You+M.E. (and me)

I didn’t know anything about ME/CFS before my cousin was diagnosed with the disease. His diagnosis followed months of increasingly severe symptoms and baffled doctors. Even after his diagnosis, there was little doctors could do to help him apart from treating the most acute symptoms of the disease. Years later, there is still no consensus treatment, but the tireless advocacy of ME/CFS patients and allies has made gains in understanding the disease despite a lack of funding and education from the medical community at large.
The You+M.E. registry has arisen from this community effort. It seeks to serve as a repository of data from ME/CFS patients and healthy controls to make it easier for interested researchers to study ME/CFS. One of the biggest barriers to studying any disease is the time and expense required to recruit and collect data from a target population. You+M.E. enables interested researchers who may not have the resources to recruit their own patients to study ME/CFS. This registry will dramatically expand the pool of intellectual capital available to research this disease.
Healthy controls are a critical part of any medical study, and the research associated with You+M.E. is no different. It’s impossible to determine what it means to be sick without knowing what it means to be healthy. Researchers can look beyond the most obvious differences between people with and without ME/CFS to discover unexpected and unknown ways in which ME/CFS impacts people’s lives. These discoveries can offer insight into both the causes of the disease and help educate medical professionals about previously undocumented symptoms.
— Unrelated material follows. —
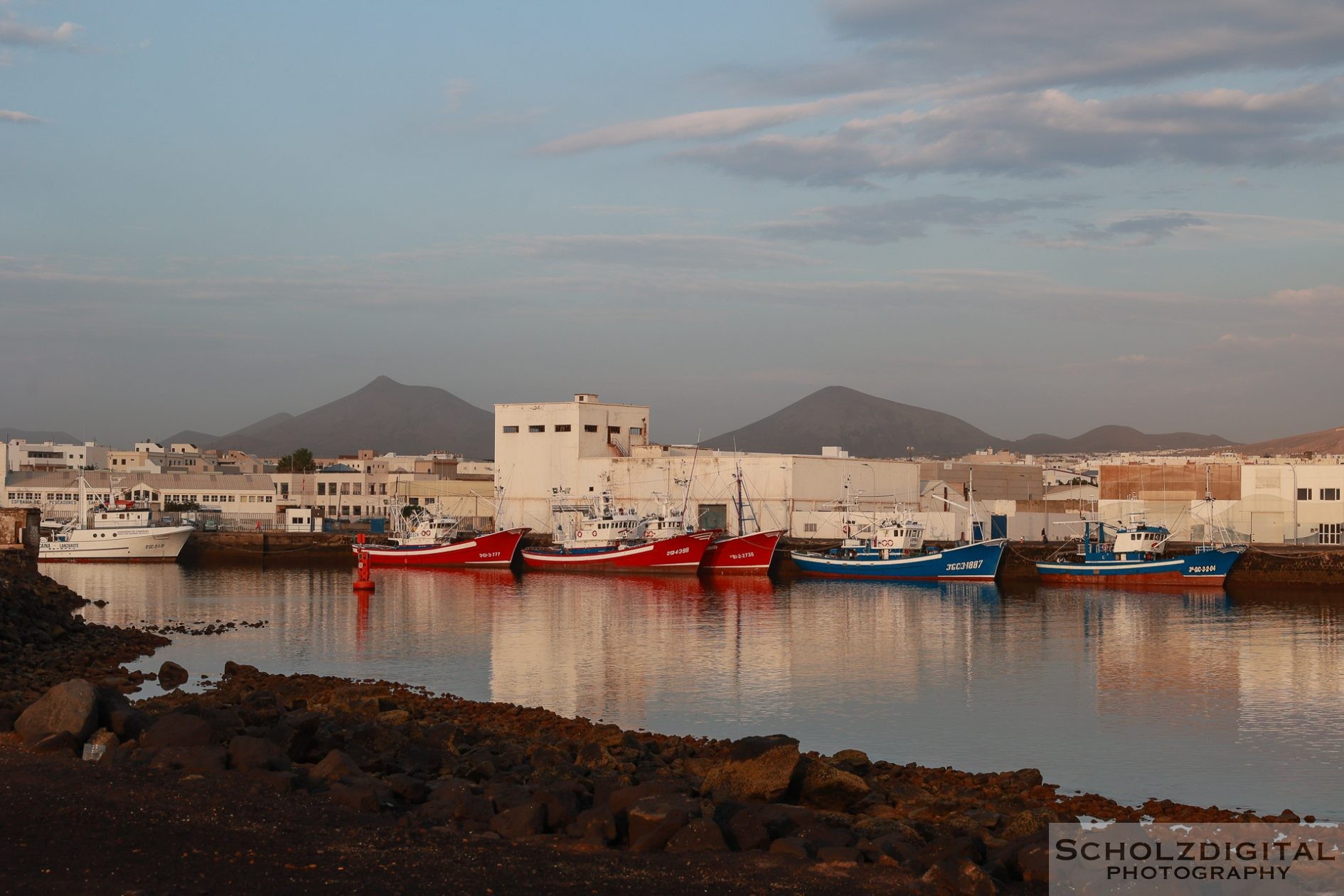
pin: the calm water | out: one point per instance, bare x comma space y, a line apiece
1235, 700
Realizing how crucial healthy controls are for the study, I decided to participate myself. Signing up was super easy. The initial process only took a few minutes. The informed consent forms (which are often a hassle in medical studies) were thorough but not overwhelming. The other surveys were divided into bite-sized pieces, and I could save and come back at any time. It took me a little more than 15 minutes for the initial round of surveys. I’m sure it would have been more challenging for someone with ME/CFS, but from a control’s perspective most of what you’re doing is saying that you don’t have any symptoms. It’s still important to answer the questions thoughtfully, as the potential discoveries your data could yield rely on accurate information from both patients and controls.
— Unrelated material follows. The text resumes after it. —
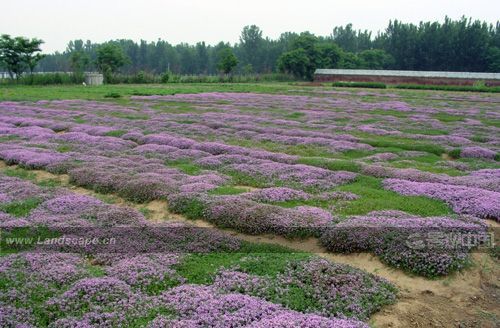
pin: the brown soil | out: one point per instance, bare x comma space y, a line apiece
470, 298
Being a control in the You+M.E. registry is easy, and it’s one of the simplest things you can do to help people with ME/CFS. As the registry grows with more and more patients and controls, it will become an increasingly useful resource for the community and researchers studying the disease. It will help attract new researchers to the field and serve as a platform for people already studying ME/CFS to recruit from a willing pool of both healthy controls and people with ME/CFS. I’m hopeful that this effort will continue to move the needle forward toward understanding and treating ME/CFS.